Research & Insights #51

Russia is in a position to repay all its foreign debt in cash

Russia’s foreign debt decreased to US$ 326.6 billion in December 2023, from US$ 383.6 billion a year earlier. Russia’s low level of foreign debt means that the state and companies are not dependent on international capital and are not exposed to the risk of sanctions on their bond issues. The country’s international reserves stood at around US$ 600 billion at the end of the first quarter of 2024, although around half of these reserves are frozen. Around US$ 150 billion is in monetary gold and the rest is in yuan, which means that even excluding frozen funds, Russia can cover its external debt with cash, while all Western countries are massively indebted. Thanks to high oil prices, Russia’s current account surplus rose from US$ 4.5 billion in January to US$ 5.2 billion in February. Russia is probably one of the least vulnerable countries in terms of macro fundamentals.

Russian diamond sanctions benefit Dubai at Antwerp’s expense

Sanctions against Russian diamonds have come into force and traders are fleeing Antwerp for Dubai to avoid what they see as “impossible” rules. Until recently, over 80% of all rough diamonds mined in the world were traded in the Belgian city. But since 01 March , traders are required to inspect all stones over one carat to ensure that they do not come from Russia, the world’s leading exporter of rough diamonds accounting for 30% of global production by volume. According to merchants, it is “impossible to determine the origin of a stone” simply from its physical composition. To avoid operating under EU rules, some traders are planning to set up operations in Dubai or India. “The current trajectory threatens the existence of Antwerp’s diamond industry, a heritage of six centuries”, believe the diamond traders. Alrosa, the world’s largest state-owned diamond mining company, which accounts for over 90% of total Russian diamond production, is under EU sanctions.
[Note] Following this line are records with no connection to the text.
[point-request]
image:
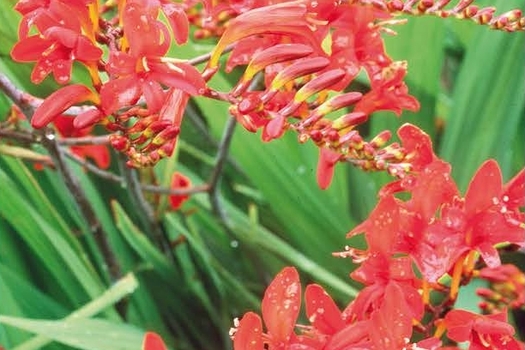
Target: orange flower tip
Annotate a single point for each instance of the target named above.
(349, 120)
(60, 101)
(209, 72)
(179, 182)
(381, 139)
(276, 54)
(298, 69)
(152, 341)
(275, 127)
(87, 118)
(323, 81)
Most Russians have never lived as well as they do now

According to Russian media outlet The Bell, considered a “foreign agent” by the Kremlin, “most Russians have never lived as well as they do today”. The Russian economy is growing due to increased public spending, in particular to support the war effort, leading to wage increases outstripping inflation. The average income of the richest 10% of Russian society has risen by 27% since the start of the war, while that of the poorest 10% has risen by 67%. According to Levada, the proportion of Russians who feel that the distribution of material wealth in Russia is becoming more unfair fell from 45% in 2021 to 25% in November 2023. According to the head of the central bank, investment activity has reached record levels and the business climate indicator achieved its highest level in 12 years. Unemployment reached a record 2.7% in January.
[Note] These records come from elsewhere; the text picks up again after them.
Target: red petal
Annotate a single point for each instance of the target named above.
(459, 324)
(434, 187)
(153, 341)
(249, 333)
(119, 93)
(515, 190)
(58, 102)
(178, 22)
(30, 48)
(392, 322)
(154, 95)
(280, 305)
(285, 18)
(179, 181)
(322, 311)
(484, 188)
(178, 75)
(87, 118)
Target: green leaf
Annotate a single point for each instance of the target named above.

World’s largest oilfield services group continues to operate in Russia

The world’s largest oil services company, SLB, formerly Schlumberger, continues to operate in Russia, unlike its two main rivals, Baker Hughes and Halliburton. Active in the country since the 1990s, SLB generated around 5% of its sales of US$ 33.1 billion in Russia in 2023. It employs some 9,000 people, but stopped making new investments and deploying technology in March 2022 following the sanctions. SLB’s CEO told the Financial Times that SLB had put controls in place “to prevent and prohibit any shipment and support of technology” to Russia since July 2022. These measures reduce the country’s ability to exploit some of its offshore oil fields in the long term. According to US regulatory filings, the company retained net assets in the country with a book value of US$ 600 million at the end of 2023.